Welcome back to Kings of Kauffman’s 12 Days of KC Royals Christmas series. Every day through December 25, the team here will take turns coming up with their wish lists for the hometown squad. Today, let’s focus on a wish everyone probably has: a decade without rebuild.
Technically, you could call the 2020 and 2021 seasons “rebuild” years if you wanted to. Touché. The beginning of the transformation into the next contending core of the Kansas City Royals launched following the conclusion of the 2017 season, though. Deciding to part ways with Eric Hosmer and Lorenzo Cain signaled the franchise was headed in a different direction. Later deciding to do the same with Mike Moustakas and Alcides Escobar cemented it.
The organization’s farm system has improved significantly in recent years. Sprinkled with position-player talent like Bobby Witt Jr., there’s enough to be excited about. The 2018 draft class truly raised the bar, though. The additions of Brady Singer, Jackson Kowar, Daniel Lynch, Kris Bubic and others provide glimmers of hope. There is legitimate reason to believe the future of the Royals is in good shape.
Team general manager Dayton Moore is credited with putting together the teams that went to the World Series in 2014 and won the whole shebang the following year. He combined an impressive crop of homegrown talent with some savvy trade/free agent acquisitions to field some of the best squads the MLB had to offer this decade. He’ll need to have one more trick up his sleeve to improve on that model in the 2020s.
The last run was a good one.
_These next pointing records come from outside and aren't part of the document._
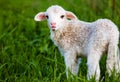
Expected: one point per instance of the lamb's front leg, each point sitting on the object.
(72, 63)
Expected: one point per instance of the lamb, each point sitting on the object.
(76, 39)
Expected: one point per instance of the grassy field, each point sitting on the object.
(26, 52)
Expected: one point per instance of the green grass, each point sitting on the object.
(26, 52)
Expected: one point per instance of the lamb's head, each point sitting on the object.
(56, 17)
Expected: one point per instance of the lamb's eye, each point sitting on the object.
(47, 16)
(62, 16)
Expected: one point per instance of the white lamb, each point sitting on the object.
(76, 39)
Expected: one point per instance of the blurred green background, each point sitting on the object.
(26, 52)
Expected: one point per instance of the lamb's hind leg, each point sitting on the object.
(93, 65)
(113, 61)
(72, 63)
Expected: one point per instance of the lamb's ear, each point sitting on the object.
(70, 15)
(40, 16)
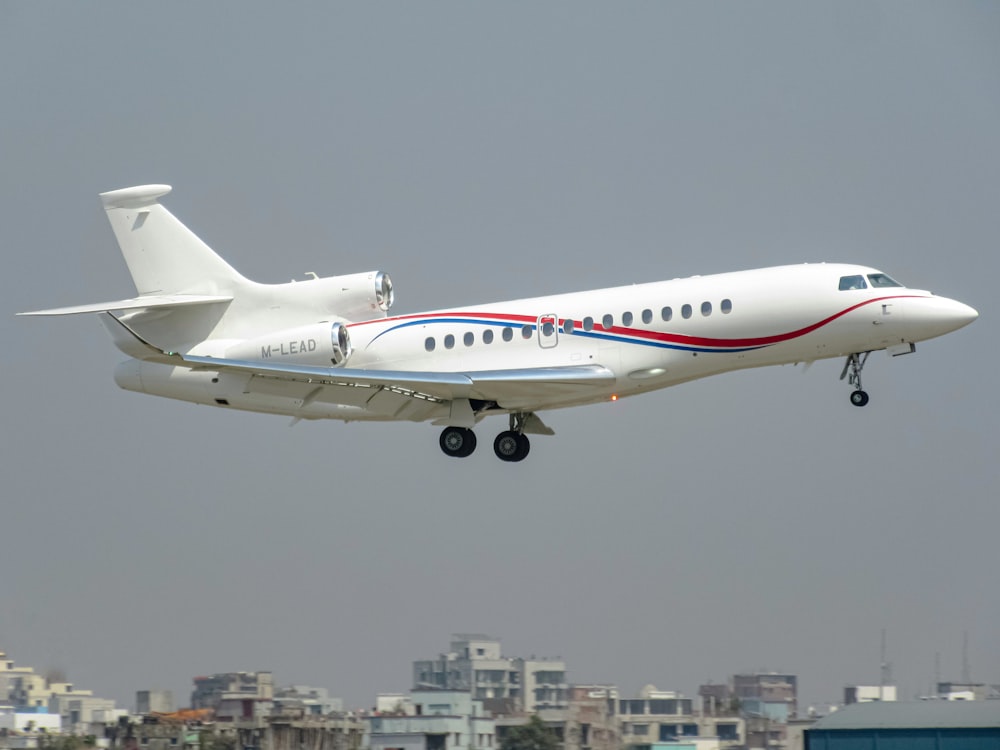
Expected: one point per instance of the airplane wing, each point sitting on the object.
(136, 303)
(524, 388)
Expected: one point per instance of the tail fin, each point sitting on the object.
(164, 256)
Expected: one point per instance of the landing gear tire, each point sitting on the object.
(457, 442)
(852, 371)
(511, 446)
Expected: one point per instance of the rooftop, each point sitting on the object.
(913, 715)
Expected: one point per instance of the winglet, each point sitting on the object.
(134, 197)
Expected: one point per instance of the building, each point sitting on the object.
(475, 664)
(868, 693)
(769, 695)
(967, 691)
(660, 718)
(442, 720)
(154, 701)
(12, 721)
(587, 723)
(310, 701)
(209, 691)
(908, 725)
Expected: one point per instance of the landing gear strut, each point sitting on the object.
(513, 444)
(855, 364)
(457, 442)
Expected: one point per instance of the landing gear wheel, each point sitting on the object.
(511, 446)
(852, 367)
(457, 442)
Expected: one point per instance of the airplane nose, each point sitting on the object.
(936, 316)
(960, 314)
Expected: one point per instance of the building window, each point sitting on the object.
(726, 731)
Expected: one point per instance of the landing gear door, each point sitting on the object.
(548, 330)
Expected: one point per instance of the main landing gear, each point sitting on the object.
(510, 445)
(854, 365)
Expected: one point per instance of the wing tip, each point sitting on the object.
(134, 197)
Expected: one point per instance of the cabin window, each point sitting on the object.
(848, 283)
(881, 279)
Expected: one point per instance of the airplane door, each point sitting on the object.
(548, 330)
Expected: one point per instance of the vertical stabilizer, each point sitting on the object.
(163, 255)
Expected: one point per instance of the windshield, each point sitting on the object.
(881, 279)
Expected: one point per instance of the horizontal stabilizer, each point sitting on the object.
(136, 303)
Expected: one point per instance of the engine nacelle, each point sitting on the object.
(357, 296)
(317, 344)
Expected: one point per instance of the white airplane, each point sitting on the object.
(326, 348)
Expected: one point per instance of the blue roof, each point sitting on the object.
(913, 715)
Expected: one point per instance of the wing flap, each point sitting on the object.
(518, 386)
(136, 303)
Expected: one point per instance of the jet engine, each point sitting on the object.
(318, 344)
(357, 296)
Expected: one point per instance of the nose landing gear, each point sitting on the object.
(854, 365)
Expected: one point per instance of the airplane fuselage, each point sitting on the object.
(326, 348)
(650, 336)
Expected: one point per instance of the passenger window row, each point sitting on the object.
(607, 323)
(666, 314)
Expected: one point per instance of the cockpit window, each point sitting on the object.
(852, 282)
(881, 279)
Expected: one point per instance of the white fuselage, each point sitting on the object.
(650, 336)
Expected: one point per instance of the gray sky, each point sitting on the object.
(491, 151)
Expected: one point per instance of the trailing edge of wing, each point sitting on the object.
(486, 385)
(136, 303)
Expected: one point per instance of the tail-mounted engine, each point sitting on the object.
(318, 344)
(357, 296)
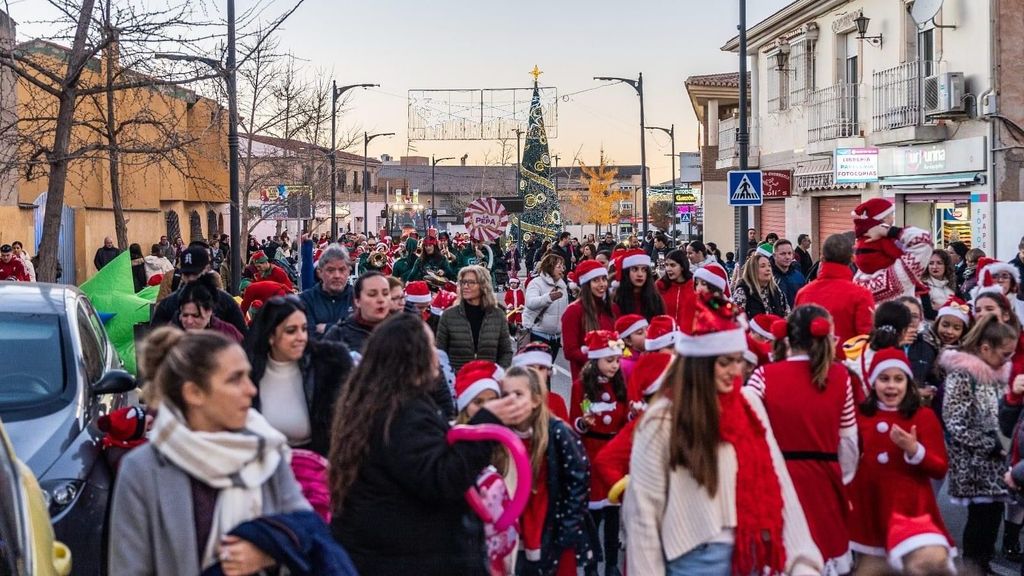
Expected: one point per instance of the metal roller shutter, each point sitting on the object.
(834, 215)
(772, 218)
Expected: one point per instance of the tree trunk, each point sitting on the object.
(57, 159)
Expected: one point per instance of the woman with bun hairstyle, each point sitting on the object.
(809, 402)
(212, 463)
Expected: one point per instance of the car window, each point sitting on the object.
(92, 354)
(32, 360)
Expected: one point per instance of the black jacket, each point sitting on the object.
(407, 511)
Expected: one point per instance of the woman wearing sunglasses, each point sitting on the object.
(297, 379)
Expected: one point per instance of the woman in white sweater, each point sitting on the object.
(709, 492)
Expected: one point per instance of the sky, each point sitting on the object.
(407, 44)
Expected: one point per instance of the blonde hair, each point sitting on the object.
(487, 298)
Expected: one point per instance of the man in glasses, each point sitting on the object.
(196, 261)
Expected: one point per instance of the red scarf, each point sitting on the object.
(759, 541)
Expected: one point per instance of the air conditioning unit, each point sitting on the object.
(944, 94)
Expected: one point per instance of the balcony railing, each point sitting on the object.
(833, 113)
(896, 95)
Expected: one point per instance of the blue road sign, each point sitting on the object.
(745, 189)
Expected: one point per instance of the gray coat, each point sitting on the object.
(153, 528)
(456, 337)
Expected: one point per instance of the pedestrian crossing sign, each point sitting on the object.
(744, 188)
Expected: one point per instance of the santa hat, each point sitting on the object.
(715, 329)
(869, 214)
(534, 354)
(473, 378)
(418, 292)
(589, 270)
(956, 309)
(602, 343)
(762, 325)
(441, 302)
(662, 333)
(908, 534)
(648, 375)
(886, 359)
(627, 325)
(715, 275)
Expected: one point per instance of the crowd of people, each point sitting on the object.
(768, 414)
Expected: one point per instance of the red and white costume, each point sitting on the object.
(817, 433)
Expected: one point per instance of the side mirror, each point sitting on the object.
(114, 381)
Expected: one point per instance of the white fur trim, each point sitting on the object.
(665, 340)
(475, 389)
(887, 364)
(532, 358)
(711, 278)
(636, 326)
(596, 273)
(913, 542)
(717, 343)
(636, 260)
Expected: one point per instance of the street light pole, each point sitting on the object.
(638, 86)
(336, 93)
(433, 198)
(366, 179)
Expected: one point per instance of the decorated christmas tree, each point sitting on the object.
(542, 216)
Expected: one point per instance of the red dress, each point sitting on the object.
(610, 416)
(886, 483)
(808, 423)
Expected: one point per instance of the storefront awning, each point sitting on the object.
(953, 179)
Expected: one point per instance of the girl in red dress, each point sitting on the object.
(598, 411)
(902, 451)
(809, 402)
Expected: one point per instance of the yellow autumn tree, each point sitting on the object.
(598, 205)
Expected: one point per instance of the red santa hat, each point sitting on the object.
(648, 375)
(715, 275)
(762, 325)
(475, 377)
(602, 343)
(534, 354)
(442, 301)
(589, 270)
(886, 359)
(716, 331)
(662, 333)
(908, 534)
(956, 309)
(418, 292)
(869, 214)
(630, 323)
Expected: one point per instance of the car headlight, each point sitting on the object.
(59, 494)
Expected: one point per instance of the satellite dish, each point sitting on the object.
(925, 10)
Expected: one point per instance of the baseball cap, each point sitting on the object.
(195, 260)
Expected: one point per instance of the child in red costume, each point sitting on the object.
(902, 451)
(555, 529)
(598, 411)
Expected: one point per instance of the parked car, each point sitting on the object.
(59, 374)
(25, 522)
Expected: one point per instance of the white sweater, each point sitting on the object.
(667, 513)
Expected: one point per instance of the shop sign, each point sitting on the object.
(856, 165)
(777, 183)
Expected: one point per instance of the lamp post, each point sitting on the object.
(336, 93)
(672, 134)
(433, 198)
(366, 179)
(638, 86)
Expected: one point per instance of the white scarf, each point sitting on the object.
(238, 463)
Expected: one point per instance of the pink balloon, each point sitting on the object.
(524, 475)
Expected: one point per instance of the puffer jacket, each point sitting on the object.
(542, 314)
(456, 337)
(970, 410)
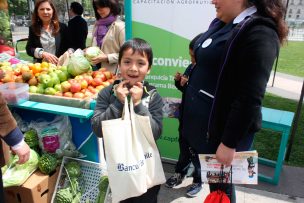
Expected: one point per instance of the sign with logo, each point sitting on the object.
(168, 25)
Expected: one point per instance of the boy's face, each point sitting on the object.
(133, 66)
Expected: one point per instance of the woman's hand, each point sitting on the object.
(177, 76)
(23, 153)
(100, 58)
(49, 58)
(224, 154)
(136, 93)
(183, 80)
(122, 91)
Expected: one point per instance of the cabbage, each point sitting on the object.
(78, 64)
(14, 174)
(92, 52)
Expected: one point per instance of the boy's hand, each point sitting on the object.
(177, 76)
(100, 58)
(122, 91)
(184, 80)
(136, 93)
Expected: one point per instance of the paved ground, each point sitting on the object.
(291, 184)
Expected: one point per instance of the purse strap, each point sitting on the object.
(126, 112)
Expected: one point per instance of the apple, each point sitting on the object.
(78, 77)
(55, 80)
(99, 87)
(102, 76)
(33, 81)
(50, 91)
(94, 73)
(46, 80)
(62, 76)
(72, 81)
(25, 68)
(33, 89)
(65, 86)
(68, 94)
(106, 83)
(108, 74)
(88, 94)
(19, 79)
(58, 87)
(84, 84)
(92, 89)
(102, 69)
(58, 94)
(97, 82)
(111, 81)
(78, 95)
(17, 71)
(40, 89)
(88, 78)
(75, 87)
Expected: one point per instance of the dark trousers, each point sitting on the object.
(244, 145)
(149, 197)
(186, 156)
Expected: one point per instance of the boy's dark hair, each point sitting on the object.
(112, 4)
(76, 8)
(191, 44)
(137, 45)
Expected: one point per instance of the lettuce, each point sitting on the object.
(14, 174)
(92, 52)
(78, 64)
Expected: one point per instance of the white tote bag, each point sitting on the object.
(133, 160)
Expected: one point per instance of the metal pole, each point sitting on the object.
(295, 124)
(276, 65)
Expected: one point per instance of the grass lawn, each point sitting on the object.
(291, 61)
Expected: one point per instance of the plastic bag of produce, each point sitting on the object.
(92, 52)
(56, 136)
(78, 64)
(14, 174)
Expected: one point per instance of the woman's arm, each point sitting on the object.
(32, 44)
(154, 112)
(107, 107)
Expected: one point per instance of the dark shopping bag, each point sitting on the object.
(219, 196)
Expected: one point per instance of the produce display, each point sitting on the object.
(14, 174)
(67, 81)
(47, 163)
(81, 181)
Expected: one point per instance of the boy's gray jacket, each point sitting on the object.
(109, 107)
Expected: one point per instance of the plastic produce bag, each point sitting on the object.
(56, 136)
(14, 174)
(78, 64)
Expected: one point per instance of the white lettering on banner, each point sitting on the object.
(173, 62)
(123, 167)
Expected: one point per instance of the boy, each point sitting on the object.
(134, 62)
(187, 155)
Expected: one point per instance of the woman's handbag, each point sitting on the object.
(133, 160)
(219, 196)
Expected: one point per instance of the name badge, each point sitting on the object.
(206, 43)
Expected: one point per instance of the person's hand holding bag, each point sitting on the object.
(122, 91)
(136, 93)
(224, 154)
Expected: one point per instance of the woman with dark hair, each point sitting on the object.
(47, 36)
(108, 33)
(234, 58)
From 2013 to 2017, the team was at least somewhat competitive. The beginning and end years weren’t playoff-caliber, but they were fairly close. Let’s get this out of the way: The 2020 version of the Kansas City Royals is not going to be very good. Heck, the 2021 version of the same team probably won’t be good, either. But once top prospects get promoted and acclimated to the MLB, along with the current core peaking at the same time, things could turn out great.
What happens after that will determine whether or not Moore learned from the last instance. Once the 2015 World Series team disbanded, the dreaded “small market effect” set in. To throw salt onto the wound, the minor league system was quite anemic in terms of talent. To create a lasting contender this coming decade, hitting on the majority of the club’s draft picks is paramount.
A lot will ride on new owner John Sherman’s willingness to spend. He’s mentioned sustained success being one of his goals with this team. Does that mean he’d rather be a perennial 90-win team instead of a 100-plus game winner for just a few seasons? Perhaps. If that’s the case, we could be in for an interesting span of Royals baseball.
At any rate, it’s been a rough past couple of seasons. Most fans may not have another drawn-out rebuild in them. Let’s hope there won’t be one for quite some time.